I am using openSUSE 11.2 and had the same issue once before in openSUSE 11.1
After some time, two domains I use very often can’t be accessed any more, these are: Google and api.openoffice.org (am doing some OO development recently). At the time where I write this post, only these two are “blocked”.
When I try to access these two domains using Firefox, w3m or telnet, it tries to open the connection forever. Ping works fine.
I tried opening the IP directly in the browser, but same problem, the connection never reaches.
I know it’s not a router issue, as the other computers can access these domains. Still, I tried to restart the router, but the issue persists.
I tried restarting the network service (/etc/init.d/network stop + start), also nscd, without success.
The only way I found to make it work again is to reboot.
This problem reappears from time to time, after using the computer for a long time, and accessing these domains a lot of times.
Note that I also use suspend to disk, so the “blocked” state is kept after resume. Only reboot “cures” it.
I can ping both the google.com and its IP.

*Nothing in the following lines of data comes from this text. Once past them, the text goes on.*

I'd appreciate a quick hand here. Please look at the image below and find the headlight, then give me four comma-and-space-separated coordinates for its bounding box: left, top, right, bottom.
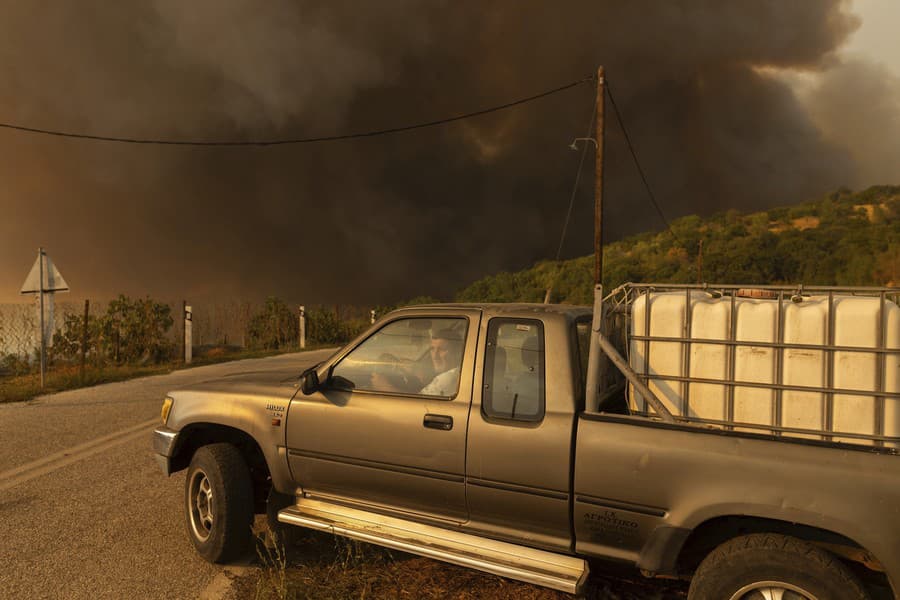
160, 396, 175, 425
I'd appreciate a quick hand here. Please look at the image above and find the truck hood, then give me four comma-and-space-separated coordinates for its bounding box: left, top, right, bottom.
170, 369, 300, 401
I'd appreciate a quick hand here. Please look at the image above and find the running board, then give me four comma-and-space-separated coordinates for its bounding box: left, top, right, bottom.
278, 498, 588, 594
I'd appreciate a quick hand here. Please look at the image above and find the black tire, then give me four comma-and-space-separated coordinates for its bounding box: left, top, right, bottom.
184, 444, 253, 563
688, 533, 869, 600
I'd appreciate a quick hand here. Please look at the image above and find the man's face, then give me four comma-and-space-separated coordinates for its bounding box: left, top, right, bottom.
431, 338, 456, 373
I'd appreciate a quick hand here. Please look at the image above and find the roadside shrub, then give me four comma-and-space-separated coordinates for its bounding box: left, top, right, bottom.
247, 298, 300, 350
53, 295, 175, 364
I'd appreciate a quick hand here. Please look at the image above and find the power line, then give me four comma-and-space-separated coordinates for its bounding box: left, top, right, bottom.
604, 80, 684, 247
0, 76, 594, 146
556, 103, 597, 262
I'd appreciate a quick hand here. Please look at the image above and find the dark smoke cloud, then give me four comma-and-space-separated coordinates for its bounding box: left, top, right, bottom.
0, 0, 884, 303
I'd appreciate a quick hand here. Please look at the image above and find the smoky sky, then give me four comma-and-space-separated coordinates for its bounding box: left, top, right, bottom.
0, 0, 888, 304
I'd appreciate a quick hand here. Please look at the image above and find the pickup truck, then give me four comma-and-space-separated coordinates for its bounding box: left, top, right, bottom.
154, 287, 900, 600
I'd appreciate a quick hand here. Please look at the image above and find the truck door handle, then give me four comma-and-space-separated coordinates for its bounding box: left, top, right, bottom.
422, 415, 453, 431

But if I open both using firefox, w3m or even telnet, the connection is never established.
At some time I thought that maybe it was an old cached IP, so I tried pinging google from another computer, and use that IP on my computer. Same issue.

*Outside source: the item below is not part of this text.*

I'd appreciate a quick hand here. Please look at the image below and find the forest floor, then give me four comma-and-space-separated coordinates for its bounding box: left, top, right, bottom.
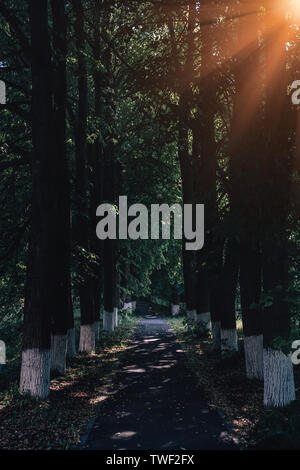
84, 315, 237, 450
0, 315, 138, 450
167, 317, 300, 450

I tried to disable the firewall, unload all the firewall modules, I can still not connect to google.
What is even more strange is that it’s always the same domains that don’t work, now it is google.com, google.de, google.fr, my imap server on yahoo and the URL of Bejewelled Blitz in Facebook. It is almost as if something knows the domain names I use frequently, and blocks them somehows.
It’s not a DNS issue, as the IPs can be resolved. When I try to telnet, it stays stuck at the connection stage.
I also tried to run wireshark to see what’s going on: one suspicious thing is that I get many HTTP RST packets followed by matching “TCP Previous segment lost”. I have no clue what is causing the reset here.
After reboot it will work fine again.
My wife’s Ubuntu doesn’t have this problem, she can access those domains while I can’t.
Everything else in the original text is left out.